Elsa furrowed her brow at this question, apparently still confused as to why she shouldn't be able to interact with him like she could with anyone else. She eyed his hand unsurely, torn between the suspiciousness of this encounter and the innocence this being seemed to radiate. Her gaze went from his hand to his eyes. There was no obvious deception there, but then, it wouldn't be good deception if it was. Prince Hans of the Southern Isles hadn't seemed especially sinister when Anna had first introduced him, after all. Still, there was something different about this Jack Frost. Was she simply drawn to the magic he clearly commanded, or was he as genuinely charming and open as he seemed?

Never breaking eye contact, Elsa slowly lifted a hand to meet his. Jack's smile grew a little from her doing so, but he otherwise didn't react. Slowly, her hand drew closer, drawing her gaze again. Only a few more inches to go, and they would join. Jack waited with innocent eagerness.

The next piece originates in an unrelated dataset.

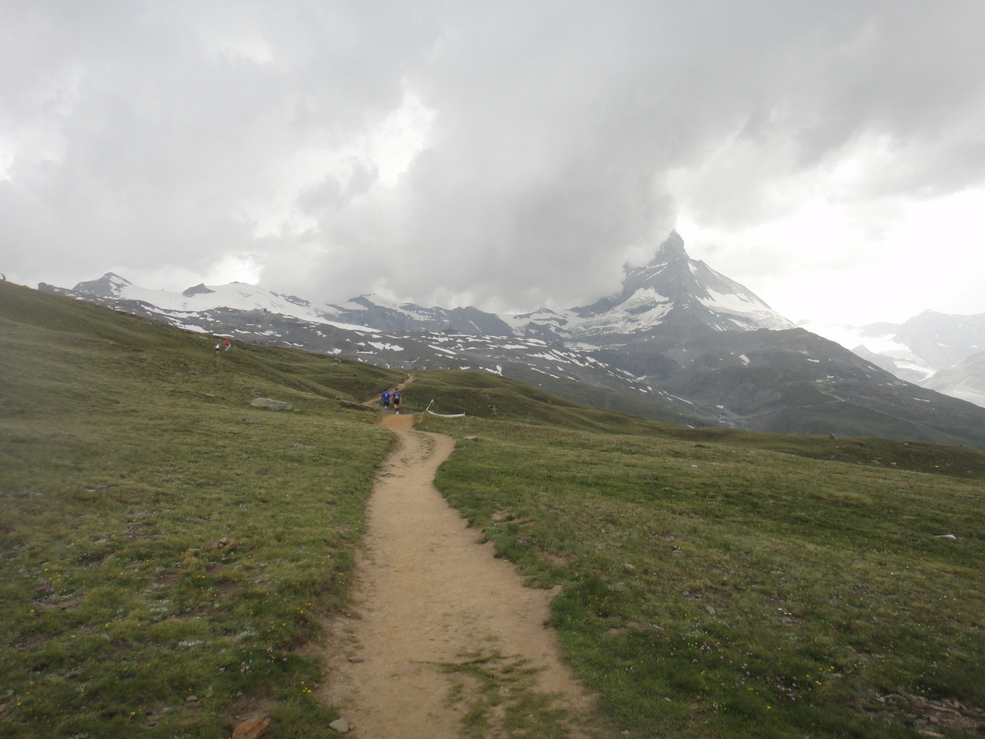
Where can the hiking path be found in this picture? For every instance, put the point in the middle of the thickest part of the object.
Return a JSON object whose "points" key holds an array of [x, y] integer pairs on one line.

Elsa's hand stopped, now parallel to Jack's. Only millimetres separated their open hands now. Her eyes flicked up to meet his again, but he remained unchanged. She wasn't a fool, though. She knew not to trust strangers as soon as she met them, especially when she caught them hovering outside her bedroom window when she was about to go to sleep. Yet now, she was giving in to this one's request without even asking why. She was confounded to explain the reason, but whatever it was, she trusted him. And giving into her trust, she closed her hand around his.

The effect shouldn't have been stunning, yet it somehow was. Elsa and Jack's hands closed around each other, but upon actually meeting, went no further than that. Her hand didn't pass through his as intangible; they met as two solid beings, able to interact as normal. If at all possible, the Guardian of Fun was ever more thrilled.

He and Elsa could feel each other's touch.